Caveats and Limitations
While the Chandra Source Catalog (CSC) is capable of supporting many
diverse scientific investigations, users should carefully consider the
limitations of the CSC when assessing the efficacy of the catalog for
their particular line of enquiry.
General
In particular, users of the CSC should be aware that there may be
fundamental and significant selection effects that restrict the source
content of the catalog and which therefore may limit scientific
studies that require an unbiased source sample. The CSC is
constructed from pointed observations obtained using the Chandra X-ray
Observatory; it is not an all-sky catalog, and does not include
sources detected to a uniform depth. Furthermore, the first release
of the catalog includes only point and compact sources, with observed
(i.e., un-deconvolved) spatial extents < ~30 arcsec. Sources larger
than this will not be detected with the current CSC algorithms. In
addition, observations of fields containing highly extended
sources have been excluded from the catalog. In most cases if
the extended emission is
restricted to a single ACIS CCD, then the data from the
remaining CCDs is included in the catalog.
Users of catalog database views (as opposed to an official
catalog release view) should also be aware that the contents of
the database are subject to revision as processing progresses,
and a small fraction
of sources present in the catalog database may not meet all of the
catalog release quality assurance requirements.
Specific Caveats and Limitations applicable through CSC
release 1
-
In release 1.0 of the catalog, the var_flag property in the
Master Sources Table was not correctly populated. This error
is fixed in release 1.0.1. Catalog users who extracted this
property should consider re-running their queries against the
new release.
-
We have identified an error in variability determination for a
subset of sources near chip edges. This will affect sources that
dither across multiple CCDs, where one or more of the CCDs are
off or are otherwise excluded. Events from the off/excluded CCDs
are not included in the source lightcurve nor in any other source
properties; however, the fractional area correction (calculated
with
the dither_region
tool) will still include areas from the off/excluded CCDs when
applying the variability tests. This can lead to a false
variability signal from all three variability
tests (Kuiper, Kolmogorov-Smirnov, and Gregory-Loredo).

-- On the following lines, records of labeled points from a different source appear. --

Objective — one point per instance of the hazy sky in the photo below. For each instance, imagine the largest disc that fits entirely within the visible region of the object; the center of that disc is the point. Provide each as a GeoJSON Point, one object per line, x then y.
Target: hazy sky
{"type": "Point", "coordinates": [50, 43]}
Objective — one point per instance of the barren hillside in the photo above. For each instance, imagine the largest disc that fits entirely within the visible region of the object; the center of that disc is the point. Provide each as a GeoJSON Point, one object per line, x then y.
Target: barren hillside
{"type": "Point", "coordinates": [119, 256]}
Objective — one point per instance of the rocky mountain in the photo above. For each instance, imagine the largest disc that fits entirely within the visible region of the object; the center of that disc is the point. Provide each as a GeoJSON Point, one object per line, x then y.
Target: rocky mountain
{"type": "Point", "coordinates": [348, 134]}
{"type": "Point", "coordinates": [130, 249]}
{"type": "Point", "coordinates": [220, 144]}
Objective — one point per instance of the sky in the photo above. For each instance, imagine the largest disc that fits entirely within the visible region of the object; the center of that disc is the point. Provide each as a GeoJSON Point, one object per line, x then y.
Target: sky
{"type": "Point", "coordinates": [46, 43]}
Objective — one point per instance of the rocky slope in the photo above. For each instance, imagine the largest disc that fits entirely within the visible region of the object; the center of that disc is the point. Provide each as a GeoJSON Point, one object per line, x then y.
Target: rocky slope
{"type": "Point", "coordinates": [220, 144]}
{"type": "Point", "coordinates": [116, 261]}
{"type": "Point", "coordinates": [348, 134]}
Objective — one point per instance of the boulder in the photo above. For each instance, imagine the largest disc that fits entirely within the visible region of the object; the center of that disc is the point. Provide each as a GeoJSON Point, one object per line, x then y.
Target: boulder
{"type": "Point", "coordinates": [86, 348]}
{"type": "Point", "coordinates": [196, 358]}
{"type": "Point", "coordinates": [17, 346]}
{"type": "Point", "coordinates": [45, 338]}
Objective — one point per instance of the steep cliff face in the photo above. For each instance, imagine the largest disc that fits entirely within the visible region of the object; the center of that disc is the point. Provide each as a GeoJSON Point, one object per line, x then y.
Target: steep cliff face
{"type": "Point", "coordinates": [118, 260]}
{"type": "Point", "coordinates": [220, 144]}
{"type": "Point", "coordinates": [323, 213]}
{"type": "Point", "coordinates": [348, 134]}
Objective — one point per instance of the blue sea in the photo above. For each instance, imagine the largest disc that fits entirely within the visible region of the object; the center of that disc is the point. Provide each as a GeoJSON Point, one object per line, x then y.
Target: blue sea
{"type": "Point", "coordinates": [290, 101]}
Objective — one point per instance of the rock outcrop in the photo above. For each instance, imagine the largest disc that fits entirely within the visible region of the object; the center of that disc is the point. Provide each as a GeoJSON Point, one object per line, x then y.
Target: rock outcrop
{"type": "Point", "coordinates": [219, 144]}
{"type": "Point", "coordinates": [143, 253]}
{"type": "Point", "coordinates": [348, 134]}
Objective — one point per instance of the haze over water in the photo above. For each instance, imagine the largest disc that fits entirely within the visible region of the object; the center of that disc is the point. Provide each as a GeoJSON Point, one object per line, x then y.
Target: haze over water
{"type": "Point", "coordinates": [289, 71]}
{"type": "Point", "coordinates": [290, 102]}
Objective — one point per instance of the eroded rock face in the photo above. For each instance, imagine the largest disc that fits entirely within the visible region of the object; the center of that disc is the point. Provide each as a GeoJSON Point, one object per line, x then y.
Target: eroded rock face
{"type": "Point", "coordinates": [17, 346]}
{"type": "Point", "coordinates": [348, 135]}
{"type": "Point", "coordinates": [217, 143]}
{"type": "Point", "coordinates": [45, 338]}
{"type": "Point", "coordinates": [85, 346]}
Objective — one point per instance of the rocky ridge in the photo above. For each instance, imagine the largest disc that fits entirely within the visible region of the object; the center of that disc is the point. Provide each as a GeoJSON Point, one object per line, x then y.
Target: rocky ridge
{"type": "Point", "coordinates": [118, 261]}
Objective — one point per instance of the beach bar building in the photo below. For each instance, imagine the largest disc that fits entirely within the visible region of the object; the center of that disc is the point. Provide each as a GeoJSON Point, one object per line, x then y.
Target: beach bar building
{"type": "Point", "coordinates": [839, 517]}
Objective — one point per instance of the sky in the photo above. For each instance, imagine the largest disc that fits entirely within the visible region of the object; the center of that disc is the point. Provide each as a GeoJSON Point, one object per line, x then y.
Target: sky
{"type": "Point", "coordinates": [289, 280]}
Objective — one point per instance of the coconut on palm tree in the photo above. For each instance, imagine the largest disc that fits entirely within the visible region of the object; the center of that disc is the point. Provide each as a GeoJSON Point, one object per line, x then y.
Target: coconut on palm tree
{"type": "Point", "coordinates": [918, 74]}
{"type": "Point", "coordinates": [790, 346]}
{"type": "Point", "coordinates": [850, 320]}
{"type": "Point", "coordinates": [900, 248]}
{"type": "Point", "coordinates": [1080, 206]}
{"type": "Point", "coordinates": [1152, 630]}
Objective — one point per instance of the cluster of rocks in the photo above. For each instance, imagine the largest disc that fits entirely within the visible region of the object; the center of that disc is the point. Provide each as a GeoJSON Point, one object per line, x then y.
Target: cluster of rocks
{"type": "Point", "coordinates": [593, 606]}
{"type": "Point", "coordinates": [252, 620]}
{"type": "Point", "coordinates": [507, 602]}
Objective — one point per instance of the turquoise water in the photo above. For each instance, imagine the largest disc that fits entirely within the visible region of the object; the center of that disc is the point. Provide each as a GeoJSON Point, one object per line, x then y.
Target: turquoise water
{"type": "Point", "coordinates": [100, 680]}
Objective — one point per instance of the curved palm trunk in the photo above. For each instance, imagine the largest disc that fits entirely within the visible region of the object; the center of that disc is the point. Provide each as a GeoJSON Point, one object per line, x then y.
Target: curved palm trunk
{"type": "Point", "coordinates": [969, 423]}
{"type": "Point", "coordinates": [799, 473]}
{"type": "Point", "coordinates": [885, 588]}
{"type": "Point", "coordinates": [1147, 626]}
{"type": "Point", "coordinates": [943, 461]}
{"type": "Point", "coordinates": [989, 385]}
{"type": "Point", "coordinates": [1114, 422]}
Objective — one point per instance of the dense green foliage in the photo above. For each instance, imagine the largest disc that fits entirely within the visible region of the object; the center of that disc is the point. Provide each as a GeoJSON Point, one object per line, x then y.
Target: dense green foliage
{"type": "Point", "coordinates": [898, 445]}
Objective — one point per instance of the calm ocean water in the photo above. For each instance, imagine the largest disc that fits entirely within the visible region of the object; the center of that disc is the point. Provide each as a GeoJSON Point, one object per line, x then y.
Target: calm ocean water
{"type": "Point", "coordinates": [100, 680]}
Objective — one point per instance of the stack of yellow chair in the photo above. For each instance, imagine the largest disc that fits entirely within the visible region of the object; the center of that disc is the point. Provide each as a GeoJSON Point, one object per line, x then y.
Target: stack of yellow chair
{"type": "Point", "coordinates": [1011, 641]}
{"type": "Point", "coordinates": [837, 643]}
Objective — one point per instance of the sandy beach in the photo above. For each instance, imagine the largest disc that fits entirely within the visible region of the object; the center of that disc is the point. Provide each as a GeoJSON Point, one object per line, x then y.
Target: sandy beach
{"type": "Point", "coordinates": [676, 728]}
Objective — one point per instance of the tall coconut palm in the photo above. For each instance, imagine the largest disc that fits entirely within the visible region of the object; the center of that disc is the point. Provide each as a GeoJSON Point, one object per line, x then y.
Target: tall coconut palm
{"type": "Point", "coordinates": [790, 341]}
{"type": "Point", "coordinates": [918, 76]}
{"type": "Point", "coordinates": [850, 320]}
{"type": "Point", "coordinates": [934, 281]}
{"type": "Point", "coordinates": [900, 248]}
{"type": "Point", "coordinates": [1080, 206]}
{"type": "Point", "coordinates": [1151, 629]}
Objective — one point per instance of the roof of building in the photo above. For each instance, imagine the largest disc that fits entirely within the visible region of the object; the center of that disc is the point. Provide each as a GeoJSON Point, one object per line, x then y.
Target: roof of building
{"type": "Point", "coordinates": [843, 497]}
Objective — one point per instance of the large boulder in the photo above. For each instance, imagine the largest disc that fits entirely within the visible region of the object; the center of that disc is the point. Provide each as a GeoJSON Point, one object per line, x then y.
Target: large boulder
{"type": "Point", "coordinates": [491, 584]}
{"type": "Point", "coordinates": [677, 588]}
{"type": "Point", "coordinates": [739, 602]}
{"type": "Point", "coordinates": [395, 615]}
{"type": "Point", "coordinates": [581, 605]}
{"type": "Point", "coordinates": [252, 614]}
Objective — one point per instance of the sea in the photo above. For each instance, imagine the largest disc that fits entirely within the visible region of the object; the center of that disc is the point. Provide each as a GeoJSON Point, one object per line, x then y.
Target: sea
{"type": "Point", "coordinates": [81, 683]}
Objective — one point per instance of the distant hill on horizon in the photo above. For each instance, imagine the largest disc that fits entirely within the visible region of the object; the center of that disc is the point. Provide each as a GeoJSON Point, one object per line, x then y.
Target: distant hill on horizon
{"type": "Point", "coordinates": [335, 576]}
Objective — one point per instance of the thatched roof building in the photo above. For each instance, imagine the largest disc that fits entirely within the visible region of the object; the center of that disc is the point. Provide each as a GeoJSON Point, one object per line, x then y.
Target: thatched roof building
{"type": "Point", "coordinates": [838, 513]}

This variability will not necessarily be on the dither time
scale, therefore
the dither_warning_flag
may be set to FALSE and thus not serve as an indicator of this
problem. Likewise,
the multi_chip_code
flag may be set to 0 if all but one CCD is
off/excluded. Thus, highly variable sources with a
non-zero edge_code should be treated with caution when assessing variability properties.
-
The background is modeled using a single low spatial frequency
component, with the addition of a high spatial frequency "streak
map" for ACIS observations. The detectability of sources may be
compromised in crowded regions near bright sources (or near bright,
extended emission that has not been excluded) where the
background has a strong spatial dependence. The emission contributes
to the background detection annulus around each source and increases
the background variance, hence reducing the significance of the
source detection. An example of this problem can be seen near the
center of Obsid 6420;
see the science study
"CSC Release 1: Missing
sources in crowded fields" for further details.
-
All position angles recorded in
the Source Observations
Table are defined relative to the tangent plane projection of
the individual observation. The 0 degree position angle reference
is defined to be parallel to the true North direction at the
location of the tangent plane reference point, rather than relative
to local true North.
-
The source position error
ellipse is replaced by a source position error circle in
this release. This limitation will be lifted in a future release of
the catalog.
-
The deconvolved
source extent is determined using a circular
Gaussian parameterization in this release, rather than a rotated
elliptical Gaussian parameterization. This limitation will be
lifted in a future release of the catalog.
-
The mean chip coordinates (chipx, chipy) of a source are computed
without including the effect of the mean dy, dz, dtheta offsets
from the aspect solution. For some observations these offsets are
of order 15 arcsec (~30 ACIS pixels) in both dy and dz, so the mean
chip coordinates may be uncertain by this amount.